The time course of the selenate concentration is shown in FIG. 36, the time course of the selenite concentration is shown in FIG. 37, the time course of the total selenium concentration (the sum of selenate and selenite) is shown in FIG. FIG. 39 shows the change with time, FIG. 40 shows the change with time of the nitric acid concentration, FIG. 41 shows the nitrous acid concentration, and FIG. 42 shows the total nitrogen concentration (sum of nitric acid and nitrous acid). The experimental conditions for obtaining the results shown in FIGS. 36 to 42 are the following (a) to (e), □ indicates the experimental results under the conditions (a), and ◇ indicates the conditions under the conditions (b). The experimental results are shown, ◯ shows the experimental results under the condition (c), x shows the experimental results under the condition (d), and Δ shows the experimental results under the condition (e).
(A) No addition of microorganism with polymer gel only (control group)
(B) Fix 4C-C strain only (c) Fix Pd strain only (d) Fix HT-1 strain only (e) Fix 4C-C strain, HT-1 strain and Pd strain

  From the experimental results shown in FIG. 36, it was revealed that by using the Pd strain in combination with the 4C-C strain and the HT-1 strain, selenic acid can be reduced below the detection limit after 20 hours from the culture. . Moreover, from the experimental results shown in FIG. 37, by using the Pd strain in addition to the 4C-C strain and the HT-1 strain, the selenite concentration becomes below the detection limit after 116 hours from the culture. From the experimental results shown in (2), it was revealed that both selenic acid and selenious acid can be reduced to below the detection limit within 116 hours.
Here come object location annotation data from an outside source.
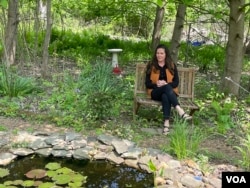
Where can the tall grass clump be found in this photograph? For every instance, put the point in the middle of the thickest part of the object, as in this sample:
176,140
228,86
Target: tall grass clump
184,141
101,90
13,85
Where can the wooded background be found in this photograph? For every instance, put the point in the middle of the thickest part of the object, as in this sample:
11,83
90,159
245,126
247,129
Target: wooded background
216,22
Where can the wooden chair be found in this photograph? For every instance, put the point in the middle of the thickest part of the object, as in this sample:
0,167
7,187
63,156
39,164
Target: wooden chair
186,89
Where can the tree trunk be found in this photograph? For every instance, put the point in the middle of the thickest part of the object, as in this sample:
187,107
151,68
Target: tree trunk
178,28
235,48
156,36
45,58
11,33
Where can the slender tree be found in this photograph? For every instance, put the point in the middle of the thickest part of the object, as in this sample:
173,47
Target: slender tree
45,58
235,47
11,30
178,28
156,36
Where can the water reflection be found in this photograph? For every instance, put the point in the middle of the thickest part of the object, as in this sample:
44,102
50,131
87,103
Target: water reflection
100,173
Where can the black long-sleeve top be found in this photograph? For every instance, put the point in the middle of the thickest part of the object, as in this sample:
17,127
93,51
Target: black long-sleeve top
163,76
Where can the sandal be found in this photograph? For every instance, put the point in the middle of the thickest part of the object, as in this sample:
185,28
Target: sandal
186,116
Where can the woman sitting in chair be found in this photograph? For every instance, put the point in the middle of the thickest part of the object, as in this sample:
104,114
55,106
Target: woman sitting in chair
162,81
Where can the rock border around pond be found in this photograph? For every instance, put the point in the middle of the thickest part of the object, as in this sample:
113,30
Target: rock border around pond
113,149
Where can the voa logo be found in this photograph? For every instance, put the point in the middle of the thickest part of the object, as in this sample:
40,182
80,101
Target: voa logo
236,179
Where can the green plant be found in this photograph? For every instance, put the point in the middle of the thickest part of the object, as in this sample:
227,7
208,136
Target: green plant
100,88
184,141
223,118
203,162
245,152
3,128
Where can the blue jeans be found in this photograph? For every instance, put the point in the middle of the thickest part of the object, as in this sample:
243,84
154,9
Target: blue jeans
167,96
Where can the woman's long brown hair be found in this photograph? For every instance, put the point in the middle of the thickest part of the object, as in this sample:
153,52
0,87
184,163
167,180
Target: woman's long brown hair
168,61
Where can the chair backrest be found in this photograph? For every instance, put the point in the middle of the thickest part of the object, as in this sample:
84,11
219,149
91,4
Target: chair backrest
186,81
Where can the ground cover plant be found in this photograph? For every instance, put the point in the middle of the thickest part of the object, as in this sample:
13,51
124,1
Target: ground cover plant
83,94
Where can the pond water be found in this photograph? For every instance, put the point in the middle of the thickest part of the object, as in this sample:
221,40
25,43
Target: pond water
99,174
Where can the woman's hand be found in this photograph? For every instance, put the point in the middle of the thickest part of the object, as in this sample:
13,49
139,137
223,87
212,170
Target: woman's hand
161,83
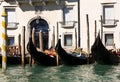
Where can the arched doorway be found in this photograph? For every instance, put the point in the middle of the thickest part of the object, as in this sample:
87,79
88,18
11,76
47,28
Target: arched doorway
40,25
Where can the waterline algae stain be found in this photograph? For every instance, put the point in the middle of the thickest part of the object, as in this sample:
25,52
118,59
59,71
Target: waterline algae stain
80,73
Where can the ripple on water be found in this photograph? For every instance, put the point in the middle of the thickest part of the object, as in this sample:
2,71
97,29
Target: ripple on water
80,73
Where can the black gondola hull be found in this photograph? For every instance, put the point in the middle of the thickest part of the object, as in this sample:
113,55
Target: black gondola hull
69,59
102,55
40,57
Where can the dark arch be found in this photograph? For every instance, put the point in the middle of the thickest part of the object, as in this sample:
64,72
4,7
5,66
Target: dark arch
39,24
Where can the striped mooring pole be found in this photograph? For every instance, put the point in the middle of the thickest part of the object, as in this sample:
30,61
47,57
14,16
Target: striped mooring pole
4,43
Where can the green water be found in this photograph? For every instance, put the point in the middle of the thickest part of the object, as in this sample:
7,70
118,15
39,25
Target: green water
81,73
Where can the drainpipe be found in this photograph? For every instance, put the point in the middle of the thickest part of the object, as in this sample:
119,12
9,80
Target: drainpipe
79,24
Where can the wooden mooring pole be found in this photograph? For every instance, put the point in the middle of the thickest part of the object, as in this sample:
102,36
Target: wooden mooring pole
23,46
88,38
41,40
95,28
4,43
101,28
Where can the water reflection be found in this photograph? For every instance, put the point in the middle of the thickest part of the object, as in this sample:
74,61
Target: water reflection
63,73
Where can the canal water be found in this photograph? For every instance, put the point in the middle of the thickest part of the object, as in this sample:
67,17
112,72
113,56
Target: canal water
80,73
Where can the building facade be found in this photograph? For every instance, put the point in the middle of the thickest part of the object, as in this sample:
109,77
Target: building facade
75,22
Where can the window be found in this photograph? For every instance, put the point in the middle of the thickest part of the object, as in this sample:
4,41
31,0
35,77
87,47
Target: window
68,39
109,39
11,18
68,19
108,14
10,41
68,14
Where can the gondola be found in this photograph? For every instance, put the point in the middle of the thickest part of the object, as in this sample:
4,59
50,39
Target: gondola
102,55
67,58
40,57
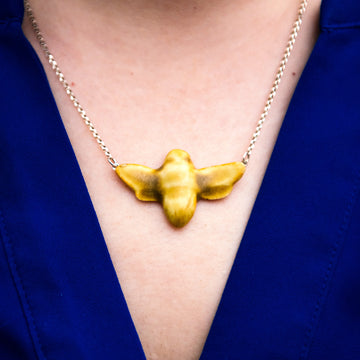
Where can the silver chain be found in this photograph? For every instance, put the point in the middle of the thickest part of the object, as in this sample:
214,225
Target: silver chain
293,35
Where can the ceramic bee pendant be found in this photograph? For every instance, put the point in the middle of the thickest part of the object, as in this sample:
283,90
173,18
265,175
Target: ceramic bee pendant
177,185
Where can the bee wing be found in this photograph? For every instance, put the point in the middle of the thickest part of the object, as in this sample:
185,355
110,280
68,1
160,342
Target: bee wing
216,182
141,179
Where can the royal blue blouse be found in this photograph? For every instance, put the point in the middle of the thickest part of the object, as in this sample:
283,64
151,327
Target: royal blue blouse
294,289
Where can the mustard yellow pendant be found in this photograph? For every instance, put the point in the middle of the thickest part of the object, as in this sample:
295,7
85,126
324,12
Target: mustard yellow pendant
177,185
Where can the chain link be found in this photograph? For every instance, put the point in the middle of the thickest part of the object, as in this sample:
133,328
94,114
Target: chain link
293,35
66,85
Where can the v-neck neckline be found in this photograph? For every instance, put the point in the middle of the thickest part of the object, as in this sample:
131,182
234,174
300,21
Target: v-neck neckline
257,212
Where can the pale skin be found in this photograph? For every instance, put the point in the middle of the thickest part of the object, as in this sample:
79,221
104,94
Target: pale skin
156,75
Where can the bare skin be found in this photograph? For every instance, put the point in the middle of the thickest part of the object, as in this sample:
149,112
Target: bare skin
156,75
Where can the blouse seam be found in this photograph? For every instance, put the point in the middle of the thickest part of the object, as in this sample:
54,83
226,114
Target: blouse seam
23,296
330,271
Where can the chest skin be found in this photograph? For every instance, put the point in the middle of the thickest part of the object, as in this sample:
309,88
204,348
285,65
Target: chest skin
173,279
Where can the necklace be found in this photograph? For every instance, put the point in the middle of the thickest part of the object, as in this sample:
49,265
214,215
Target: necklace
177,184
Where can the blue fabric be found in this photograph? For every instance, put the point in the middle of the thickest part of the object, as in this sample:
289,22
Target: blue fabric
294,290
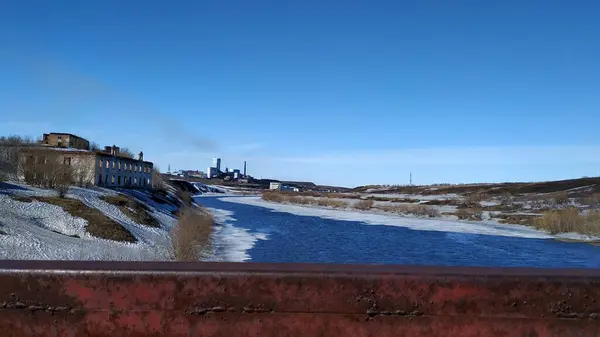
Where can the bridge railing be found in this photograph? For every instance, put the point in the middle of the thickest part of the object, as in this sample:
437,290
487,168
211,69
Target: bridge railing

  Further, from the experimental results shown in FIGS. 40 to 42, nitric acid and nitrous acid were used when the Pd strain was used alone and when the 4C-C strain, the HT-1 strain, and the Pd strain were used in combination. Was reduced to below the detection limit within 20 hours and reduced to nitrogen.

  Here, in order to compare the case where the 4C-C strain and the HT-1 strain are fixed with the case where the 4C-C strain, the HT-1 strain and the Pd strain are fixed, FIG. The figure which summarized the time-dependent change of the selenium density | concentration at the time of fixing a strain | stump | stock and HT-1 stock | strain is shown in FIG. The figure which summarized the time-dependent change is shown. FIG. 45 shows a graph summarizing changes over time in nitrogen concentration when the 4C-C strain and the HT-1 strain are fixed, and FIG. 46 shows the 4C-C strain, the HT-1 strain, and the Pd strain. The figure which summarized the time-dependent change of the nitrogen concentration at the time of fixing is shown. 43 and 44, □ indicates the selenate concentration, ◇ indicates the selenite concentration, and ◯ indicates the total selenium concentration. 45 and 46, □ indicates the nitric acid concentration, 濃度 indicates the nitrous acid concentration, and ◯ indicates the total nitrogen concentration.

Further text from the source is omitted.